Switches

The warden meets with 23 new prisoners when they arrive. He tells them, “You may meet today and plan a strategy. But after today, you will be in isolated cells and will have no communication with one another.

“In the prison is a switch room, which contains two light switches labeled A and B, each of which can be in either the ‘on’ or the ‘off’ position. I am not telling you their present positions. The switches are not connected to anything.

“After today, from time to time whenever I feel so inclined, I will select one prisoner at random and escort him to the switch room. This prisoner will select one of the two switches and reverse its position. He must move one, but only one of the switches. He can’t move both but he can’t move none either. Then he’ll be led back to his cell.

“No one else will enter the switch room until I lead the next prisoner there, and he’ll be instructed to do the same thing. I’m going to choose prisoners at random. I may choose the same guy three times in a row, or I may jump around and come back.

“But, given enough time, everyone will eventually visit the switch room as many times as everyone else. At any time anyone of you may declare to me, ‘We have all visited the switch room.’ and be 100% sure.

“If it is true, then you will all be set free. If it is false, and somebody has not yet visited the switch room, you will be fed to the alligators.”

What is the strategy they come up with so that they can be free?

Solution

I haven’t written up a solution for this yet, but smarter people than I have described some on the discussion forum.

You can read their thoughts here.

2026 Update: The Light Switch Puzzle — State Encoding and Gray Code

Switch puzzles (e.g., “3 switches control 3 lights in another room, you can only visit once — identify which switch controls which light”) appear in interviews and connect to binary encoding and Gray code.

Classic solution: Toggle switch 1 for 10 minutes (bulb heats up), turn it off. Turn switch 2 on, enter room. Hot+off=switch 1, on=switch 2, cold+off=switch 3.

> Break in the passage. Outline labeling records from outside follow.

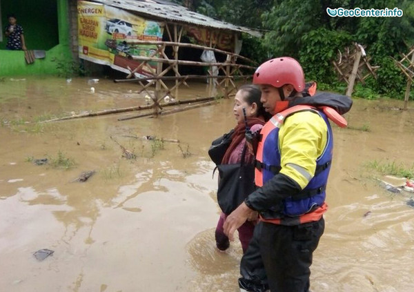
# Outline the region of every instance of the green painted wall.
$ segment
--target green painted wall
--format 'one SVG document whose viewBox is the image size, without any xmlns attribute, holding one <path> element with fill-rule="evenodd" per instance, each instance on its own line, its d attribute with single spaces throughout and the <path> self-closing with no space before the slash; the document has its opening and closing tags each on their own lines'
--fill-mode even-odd
<svg viewBox="0 0 414 292">
<path fill-rule="evenodd" d="M 28 49 L 46 51 L 45 59 L 28 65 L 23 51 L 4 50 L 3 39 L 0 42 L 0 76 L 57 74 L 58 67 L 71 64 L 68 0 L 0 0 L 0 5 L 2 29 L 8 23 L 6 15 L 14 13 L 23 28 Z"/>
</svg>

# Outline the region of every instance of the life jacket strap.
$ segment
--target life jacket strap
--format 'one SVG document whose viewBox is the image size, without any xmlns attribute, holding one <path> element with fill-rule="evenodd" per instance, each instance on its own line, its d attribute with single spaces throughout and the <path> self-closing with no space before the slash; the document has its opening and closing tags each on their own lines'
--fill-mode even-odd
<svg viewBox="0 0 414 292">
<path fill-rule="evenodd" d="M 282 167 L 280 166 L 266 164 L 263 162 L 260 162 L 257 159 L 255 159 L 255 167 L 257 168 L 259 171 L 262 171 L 262 169 L 264 169 L 271 172 L 273 175 L 277 175 L 282 169 Z"/>
<path fill-rule="evenodd" d="M 324 171 L 325 169 L 328 168 L 329 166 L 331 166 L 331 164 L 332 164 L 332 160 L 329 160 L 328 162 L 326 162 L 324 164 L 317 165 L 316 166 L 316 169 L 315 170 L 315 176 L 317 176 L 317 175 L 321 173 L 322 171 Z"/>
<path fill-rule="evenodd" d="M 321 194 L 324 193 L 326 190 L 326 185 L 324 184 L 322 186 L 319 186 L 317 188 L 313 188 L 311 190 L 302 190 L 299 192 L 296 195 L 290 197 L 292 200 L 293 201 L 299 201 L 302 199 L 306 199 L 308 197 L 311 197 L 315 196 L 317 195 Z"/>
</svg>

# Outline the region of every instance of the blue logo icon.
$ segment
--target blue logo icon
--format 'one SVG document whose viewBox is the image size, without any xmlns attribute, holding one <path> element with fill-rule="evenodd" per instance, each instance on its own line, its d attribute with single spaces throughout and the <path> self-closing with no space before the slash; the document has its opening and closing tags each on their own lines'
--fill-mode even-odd
<svg viewBox="0 0 414 292">
<path fill-rule="evenodd" d="M 328 13 L 328 15 L 329 15 L 331 17 L 335 17 L 338 14 L 337 8 L 331 9 L 329 7 L 327 7 L 326 13 Z"/>
</svg>

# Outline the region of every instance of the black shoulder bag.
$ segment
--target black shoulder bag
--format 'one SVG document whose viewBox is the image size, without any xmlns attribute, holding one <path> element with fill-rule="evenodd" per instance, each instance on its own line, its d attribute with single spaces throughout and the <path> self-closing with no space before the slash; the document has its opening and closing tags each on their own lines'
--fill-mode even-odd
<svg viewBox="0 0 414 292">
<path fill-rule="evenodd" d="M 234 132 L 235 130 L 232 129 L 228 133 L 224 134 L 211 142 L 211 146 L 208 149 L 208 155 L 216 165 L 221 163 L 224 153 L 226 153 L 226 150 L 231 143 L 232 135 Z"/>
<path fill-rule="evenodd" d="M 230 214 L 253 193 L 255 186 L 255 164 L 245 164 L 246 146 L 243 148 L 240 163 L 219 164 L 220 175 L 217 202 L 225 214 Z"/>
</svg>

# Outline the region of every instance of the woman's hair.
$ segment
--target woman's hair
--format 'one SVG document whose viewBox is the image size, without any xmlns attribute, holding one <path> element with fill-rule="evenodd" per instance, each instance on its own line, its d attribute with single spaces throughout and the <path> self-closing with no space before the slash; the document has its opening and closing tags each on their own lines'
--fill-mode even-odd
<svg viewBox="0 0 414 292">
<path fill-rule="evenodd" d="M 245 101 L 249 105 L 255 103 L 257 106 L 257 117 L 263 117 L 266 121 L 268 121 L 272 115 L 264 110 L 263 104 L 260 101 L 262 91 L 257 85 L 245 84 L 239 88 L 239 90 L 244 93 L 243 95 Z"/>
</svg>

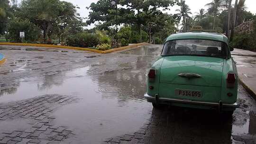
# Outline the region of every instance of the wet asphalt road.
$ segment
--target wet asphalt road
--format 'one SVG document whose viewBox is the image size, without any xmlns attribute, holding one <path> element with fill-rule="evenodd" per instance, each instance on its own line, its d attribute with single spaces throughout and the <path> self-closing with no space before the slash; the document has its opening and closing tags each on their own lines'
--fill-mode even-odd
<svg viewBox="0 0 256 144">
<path fill-rule="evenodd" d="M 153 108 L 152 45 L 110 54 L 0 46 L 0 144 L 256 144 L 256 103 L 240 86 L 232 118 Z"/>
</svg>

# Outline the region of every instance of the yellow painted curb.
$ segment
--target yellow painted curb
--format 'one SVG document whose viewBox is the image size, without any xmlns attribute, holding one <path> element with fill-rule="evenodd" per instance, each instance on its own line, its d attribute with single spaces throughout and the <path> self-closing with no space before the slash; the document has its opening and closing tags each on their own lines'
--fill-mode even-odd
<svg viewBox="0 0 256 144">
<path fill-rule="evenodd" d="M 246 91 L 253 97 L 253 99 L 254 99 L 256 100 L 256 92 L 254 91 L 248 85 L 246 85 L 242 79 L 239 78 L 239 81 L 243 87 L 246 89 Z"/>
<path fill-rule="evenodd" d="M 3 59 L 2 59 L 1 60 L 0 60 L 0 65 L 3 64 L 4 63 L 4 62 L 5 62 L 5 61 L 6 61 L 6 59 L 4 58 Z"/>
<path fill-rule="evenodd" d="M 46 44 L 27 44 L 27 43 L 0 43 L 0 45 L 26 45 L 26 46 L 40 46 L 40 47 L 54 47 L 54 48 L 66 48 L 70 49 L 73 49 L 77 50 L 87 51 L 89 52 L 92 52 L 94 53 L 100 53 L 100 54 L 106 54 L 111 53 L 117 51 L 120 51 L 126 49 L 133 48 L 139 46 L 148 45 L 150 45 L 147 43 L 141 43 L 137 44 L 134 44 L 131 45 L 128 45 L 123 47 L 120 47 L 117 48 L 114 48 L 106 51 L 100 51 L 95 49 L 91 49 L 89 48 L 79 47 L 74 46 L 63 46 L 63 45 L 52 45 Z"/>
</svg>

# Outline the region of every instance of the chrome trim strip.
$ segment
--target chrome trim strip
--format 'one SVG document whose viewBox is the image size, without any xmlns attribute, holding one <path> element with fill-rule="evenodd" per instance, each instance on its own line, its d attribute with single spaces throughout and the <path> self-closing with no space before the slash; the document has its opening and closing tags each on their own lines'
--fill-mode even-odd
<svg viewBox="0 0 256 144">
<path fill-rule="evenodd" d="M 146 93 L 144 95 L 144 97 L 146 99 L 151 100 L 154 100 L 155 99 L 154 97 L 149 96 Z M 201 105 L 210 105 L 210 106 L 219 106 L 219 103 L 188 101 L 186 100 L 174 99 L 159 98 L 158 99 L 159 99 L 159 101 L 167 101 L 180 102 L 180 103 L 188 103 L 188 104 L 201 104 Z M 233 104 L 223 104 L 222 105 L 223 105 L 223 106 L 224 106 L 224 107 L 235 107 L 235 108 L 238 108 L 239 106 L 239 105 L 236 102 Z"/>
</svg>

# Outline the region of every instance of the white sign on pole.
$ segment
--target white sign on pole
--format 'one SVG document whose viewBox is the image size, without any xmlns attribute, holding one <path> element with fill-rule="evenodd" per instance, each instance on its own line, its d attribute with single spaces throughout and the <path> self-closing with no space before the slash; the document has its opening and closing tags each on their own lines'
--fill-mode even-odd
<svg viewBox="0 0 256 144">
<path fill-rule="evenodd" d="M 25 32 L 19 32 L 19 37 L 24 38 L 25 37 Z"/>
</svg>

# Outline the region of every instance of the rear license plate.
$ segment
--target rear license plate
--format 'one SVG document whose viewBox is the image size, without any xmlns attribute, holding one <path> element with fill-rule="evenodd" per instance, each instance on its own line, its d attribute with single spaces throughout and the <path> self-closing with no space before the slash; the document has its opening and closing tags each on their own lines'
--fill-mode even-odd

def light_switch_puzzle():
    """
    Simulate the 3-switch, 3-bulb puzzle with observable states:
    - is_on: currently on
    - is_warm: was on recently (was switch 1)
    """
    import random

    # Hidden mapping (unknown to solver)
    secret = {0: 'A', 1: 'B', 2: 'C'}  # switch → bulb

    # Solver's strategy:
    # Step 1: Turn switch 0 on for time T (makes bulb warm)
    # Step 2: Turn switch 0 off, turn switch 1 on
    # Step 3: Observe: on=switch1, warm+off=switch0, cold+off=switch2

    bulb_states = {}
    for switch, bulb in secret.items():
        if switch == 0:
            bulb_states[bulb] = ('off', 'warm')
        elif switch == 1:
            bulb_states[bulb] = ('on', 'cold')
        else:
            bulb_states[bulb] = ('off', 'cold')

    # Decode
    result = {}
    for bulb, (power, temp) in bulb_states.items():
        if power == 'on':
            result[bulb] = 'switch 1'
        elif temp == 'warm':
            result[bulb] = 'switch 0'
        else:
            result[bulb] = 'switch 2'

    return result

# Information theory: n bulbs identified with k visits
# Each visit: observe 2^n states. Need to identify n! possibilities.
# Min visits = ceil(log_{2^n}(n!)) ... but with physical constraints (heat) = 1 visit for 3

# Gray code: encoding sequences of switches where adjacent states differ by 1 bit
def gray_code(n: int) -> list:
    """Generate n-bit Gray code — consecutive codes differ by exactly 1 bit."""
    if n == 0:
        return [0]
    lower = gray_code(n - 1)
    return lower + [x | (1 < list:
    """G(i) = i XOR (i >> 1)"""
    return [i ^ (i >> 1) for i in range(2**n)]

print(gray_code_iterative(3))
# [0,1,3,2,6,7,5,4] in decimal
# [000,001,011,010,110,111,101,100] in binary
# Consecutive values always differ by exactly 1 bit

# Gray code applications:
# - Rotary encoders: adjacent physical positions → adjacent Gray codes
#   (no ambiguous intermediate states during rotation)
# - Karnaugh maps: rows/columns ordered in Gray code for easy minimization
# - Error correction: if 1 bit flips in transmission, only adjacent value is received

Interview connections: Switch puzzles test lateral thinking and state encoding. The deeper question is: “How much information can you extract per observation?” — fundamental to information theory. Gray code solves the “transition problem” in digital systems where multiple bits changing simultaneously cause glitches — used in ADCs, rotary encoders, and digital communications.